CHAPTER XVII THE SEVEN YEARS
The human imagination, which responds easily to the narration of an immediate sorrow, is unable to comprehend that suffering which has no end, for the imagination of man is powerless before the stretch of time, which always surprises and mystifies it. Hence the difficulty of making comprehensible the agony of the seven years' waiting in which Sheila suddenly found herself; as though she had suddenly awakened in the embrace of a dungeon, forgotten and without hope. For man can conceive of the future only in the terms of the past, and if time, when reviewed, has the ironical property of amazing contraction, it has, when anticipated, according to the intensity of the desire, the illimitable power of extension with something of the mysterious cruelty of death, incessantly multiplied and incessantly possible.
What is seven years in the human life? In the past it is a breath, in the future it is eternal. In the memory it ceases to exist or stands only as a vague gap which one seeks bewildered and with a sense of loss. In the future, for the convict who awaits his liberty, for the genius who runs the streets unrecognized, for the lover and the heir, seven years stretches beyond the human vision and has something of the quality of eternal punishment.
Seven years to eat out her soul in patience, seven years to mortify unquenchable desires, seven years to contemplate the autumn of her youth arriving, to have all just beyond reach, to gain all just too late, and to suffer each day the pangs of a queen in exile—this was the aspect to the distracted woman of these inexorable seven years on the morning after the revelation of the lawyer. She had not realized it at once. She began to comprehend it in the morning after a night of agony.
When Bofinger returned the next afternoon he found her shattered and inert. She had passed from the horror of waiting to a recoil from the suffering she must begin, as a damned soul might shrink at the brink of the unending atonement. She did the natural thing. She refused to believe that Fargus could be dead. Then, as though to surrender the thought of the millions was as painful as to wait for the half of one, she found a wretched consolation in the hope that Fargus had found the mines and had pretended death, until by careful espionage he could satisfy himself that she was worthy.

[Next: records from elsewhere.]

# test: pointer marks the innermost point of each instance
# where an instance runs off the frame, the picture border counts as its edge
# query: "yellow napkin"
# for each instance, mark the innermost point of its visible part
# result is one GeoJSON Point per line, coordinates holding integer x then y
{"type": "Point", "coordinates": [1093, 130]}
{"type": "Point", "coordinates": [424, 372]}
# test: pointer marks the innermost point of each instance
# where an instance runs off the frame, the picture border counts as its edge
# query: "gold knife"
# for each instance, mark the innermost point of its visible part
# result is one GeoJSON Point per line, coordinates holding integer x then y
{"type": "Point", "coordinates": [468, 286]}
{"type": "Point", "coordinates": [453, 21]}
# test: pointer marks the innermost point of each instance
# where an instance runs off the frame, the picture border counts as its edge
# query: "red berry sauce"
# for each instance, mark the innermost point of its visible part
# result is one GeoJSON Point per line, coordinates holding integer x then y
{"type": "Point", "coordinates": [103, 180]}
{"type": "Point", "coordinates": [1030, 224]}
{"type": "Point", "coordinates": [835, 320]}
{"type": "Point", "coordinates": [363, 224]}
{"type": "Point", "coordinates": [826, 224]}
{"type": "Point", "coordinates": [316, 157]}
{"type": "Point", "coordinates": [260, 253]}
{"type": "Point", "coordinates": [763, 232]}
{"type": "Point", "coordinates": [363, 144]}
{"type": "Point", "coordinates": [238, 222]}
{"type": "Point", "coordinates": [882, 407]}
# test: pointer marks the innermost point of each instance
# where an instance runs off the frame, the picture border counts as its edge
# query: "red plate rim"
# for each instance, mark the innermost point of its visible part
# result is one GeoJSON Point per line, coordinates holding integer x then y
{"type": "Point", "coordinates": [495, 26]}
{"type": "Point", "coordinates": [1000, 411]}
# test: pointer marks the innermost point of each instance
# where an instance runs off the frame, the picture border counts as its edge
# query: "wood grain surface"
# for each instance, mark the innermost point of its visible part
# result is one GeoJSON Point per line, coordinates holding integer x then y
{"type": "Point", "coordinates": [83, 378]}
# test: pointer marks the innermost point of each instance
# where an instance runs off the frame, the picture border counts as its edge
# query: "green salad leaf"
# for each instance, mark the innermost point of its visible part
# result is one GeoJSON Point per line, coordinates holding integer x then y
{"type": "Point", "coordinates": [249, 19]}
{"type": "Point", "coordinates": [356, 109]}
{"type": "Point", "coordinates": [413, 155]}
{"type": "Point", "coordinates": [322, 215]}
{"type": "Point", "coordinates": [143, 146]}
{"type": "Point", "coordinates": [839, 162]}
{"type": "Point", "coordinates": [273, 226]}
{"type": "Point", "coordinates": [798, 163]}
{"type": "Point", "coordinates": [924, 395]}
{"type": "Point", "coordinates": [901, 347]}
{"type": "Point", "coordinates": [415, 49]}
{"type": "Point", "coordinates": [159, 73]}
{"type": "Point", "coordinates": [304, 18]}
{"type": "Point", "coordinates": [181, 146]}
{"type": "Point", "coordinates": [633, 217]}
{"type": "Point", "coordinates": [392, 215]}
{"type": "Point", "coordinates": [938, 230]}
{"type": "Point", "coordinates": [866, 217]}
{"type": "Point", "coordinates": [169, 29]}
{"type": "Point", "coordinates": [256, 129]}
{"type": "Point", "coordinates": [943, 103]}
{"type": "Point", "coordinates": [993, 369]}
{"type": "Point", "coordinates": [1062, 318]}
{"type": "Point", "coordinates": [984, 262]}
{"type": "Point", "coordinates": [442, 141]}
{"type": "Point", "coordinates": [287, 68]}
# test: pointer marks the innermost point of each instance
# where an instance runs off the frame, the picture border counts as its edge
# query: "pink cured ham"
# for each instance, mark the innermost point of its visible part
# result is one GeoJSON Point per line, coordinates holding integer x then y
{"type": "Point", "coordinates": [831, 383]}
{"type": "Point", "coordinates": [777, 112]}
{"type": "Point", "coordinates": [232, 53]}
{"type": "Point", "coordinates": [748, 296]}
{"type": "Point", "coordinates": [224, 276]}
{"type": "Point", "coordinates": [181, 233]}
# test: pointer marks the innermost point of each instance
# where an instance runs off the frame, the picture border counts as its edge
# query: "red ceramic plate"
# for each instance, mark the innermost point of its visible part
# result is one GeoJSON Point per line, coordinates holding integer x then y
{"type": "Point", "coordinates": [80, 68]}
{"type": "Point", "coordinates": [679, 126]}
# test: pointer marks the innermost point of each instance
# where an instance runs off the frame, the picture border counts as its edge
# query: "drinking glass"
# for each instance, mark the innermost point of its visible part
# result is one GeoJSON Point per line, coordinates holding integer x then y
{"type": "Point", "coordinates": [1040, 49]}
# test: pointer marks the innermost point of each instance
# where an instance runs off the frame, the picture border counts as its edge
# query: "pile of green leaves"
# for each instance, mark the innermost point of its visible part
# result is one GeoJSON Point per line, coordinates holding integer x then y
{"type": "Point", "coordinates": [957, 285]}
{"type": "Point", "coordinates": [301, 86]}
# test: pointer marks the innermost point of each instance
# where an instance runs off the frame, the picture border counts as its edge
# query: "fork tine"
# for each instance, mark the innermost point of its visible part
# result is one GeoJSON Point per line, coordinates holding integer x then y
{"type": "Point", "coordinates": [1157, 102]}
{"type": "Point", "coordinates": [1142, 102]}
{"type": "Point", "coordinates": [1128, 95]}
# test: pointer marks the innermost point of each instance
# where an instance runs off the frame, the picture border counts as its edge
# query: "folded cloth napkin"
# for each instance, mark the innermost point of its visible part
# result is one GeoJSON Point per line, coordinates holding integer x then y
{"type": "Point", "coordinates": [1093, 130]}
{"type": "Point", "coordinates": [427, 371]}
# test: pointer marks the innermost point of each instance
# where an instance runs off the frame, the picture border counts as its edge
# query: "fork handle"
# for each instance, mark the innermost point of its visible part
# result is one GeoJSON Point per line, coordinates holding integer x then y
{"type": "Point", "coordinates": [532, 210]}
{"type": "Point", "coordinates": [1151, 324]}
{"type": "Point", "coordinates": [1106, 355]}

Bofinger had his reasons for keeping her in ignorance of her legal rights. He did not inform her that she could apply to the courts for an allowance, for he wished to keep everything in his hands, fearing specially the danger of her falling into honest guidance. Two things he wished to avoid, her learning the value of her inheritance and, in his selfishness, her spending what would undoubtedly be a liberal allowance. To make more secure his hold he loaned her the sum requisite for her needs, twelve hundred a year, taking notes of acknowledgment at twelve months for double the amount, which by constant exchange he calculated to swell to usorious figures. Also it suited his precautions that she should be forced to live frugally and separated from the world, for he knew the dangers of her nature which, were the opportunity presented, would sacrifice everything for instant luxury. Without his suspecting it, one thing abetted his end. Sheila's account at the bank terminated with her first credit. Seeing that she refused, for some unaccountable reason, to surrender the hope of Fargus's return, he encouraged her in that persuasion, pretending also to fear some ruse of his eccentric nature.
For two years Sheila clung to this obstinate hope, and at times thereafter she returned to it desperately, but at the beginning of the fourth year she abandoned her dream utterly and resigned herself to despair, with the revolt of one who can accuse but fate and sees herself the sport of some divine cruelty. In brief, as the history of such daily grief can no more be told than comprehended, six years passed and, amazed, she beheld the beginning of the last period.